Чтобы сразу отделаться от настойчивой женщины, он добавил:
— Сериски, проводите этих господ. Постарайтесь, чтобы они не столкнулись с Элианой или владельцем гостиницы. Никто не должен знать, откуда к нам поступил сигнал.
Его слова попали в цель. Гектор, с ожесточением чесавший отросшую за ночь на подбородке щетину, повернулся к своей подруге:
— Хватит попрошайничать. Пойдем. Господин комиссар прав. Если Элиана или Поль узнают, что это ты позвонила в полицию, мы можем сразу закрывать наше заведение.
Едва несчастные создания скрылись за дверью, Ле Гофф открыл окно, чтобы избавиться от табачного дыма, густой пеленой висевшего в комнате. В его лицо подул свежий весенний ветерок. Как часто бывает в это время года, погода внезапно переменилась, и на смену тучам пришло голубое небо. Комиссар полной грудью вдохнул чистый воздух и, вернувшись к столу, включил электробритву.

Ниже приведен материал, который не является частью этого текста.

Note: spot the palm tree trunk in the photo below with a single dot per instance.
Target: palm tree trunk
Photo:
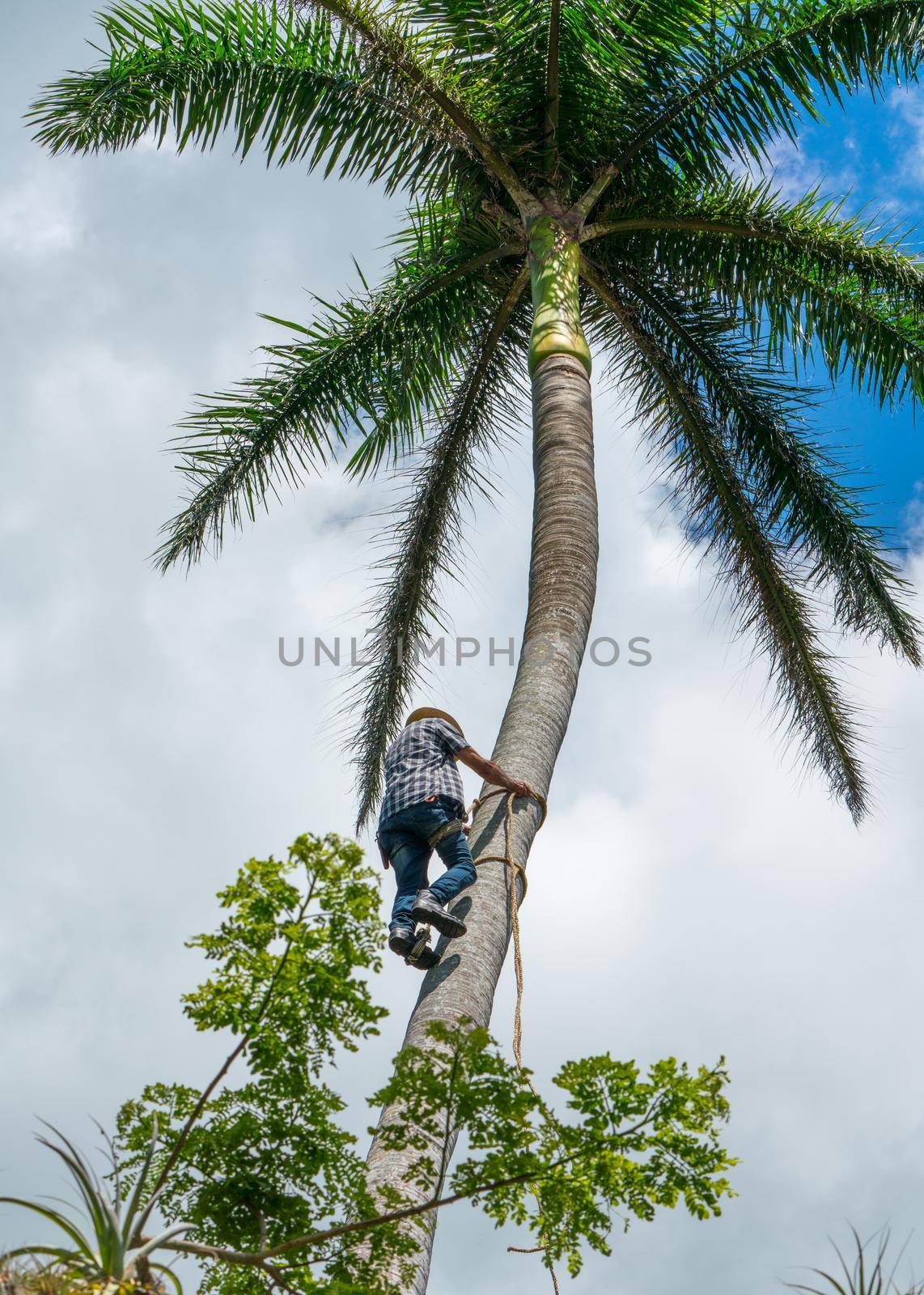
(562, 587)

Потом он уселся перед картиной, изображавшей Дон Кихота — подарком матери, которая часто говорила, что он воюет с ветряными мельницами — и задумался.
За стеной раздавались голоса Тупира и пришедшего ему на подмогу Жибо, наседавших на задержанных налетчиков и до сих пор не преуспевших в своих попытках склонить их к откровенности. Конечно, в прежние времена эти паршивцы давно бы во всем признались. Тогда полицейские работали грубо. Теперь методы изменились. Сыщики новой формации, подобные Ле Гоффу, для раскрытия преступлений использовали преимущественно собственные мозги, а не кованую обувь, как их предшественники. В уголовной полиции все было поставлено по-новому, и, если верить статистике, результаты были даже лучше, чем прежде.
Комиссар нажал на кнопку аппарата внутренней связи.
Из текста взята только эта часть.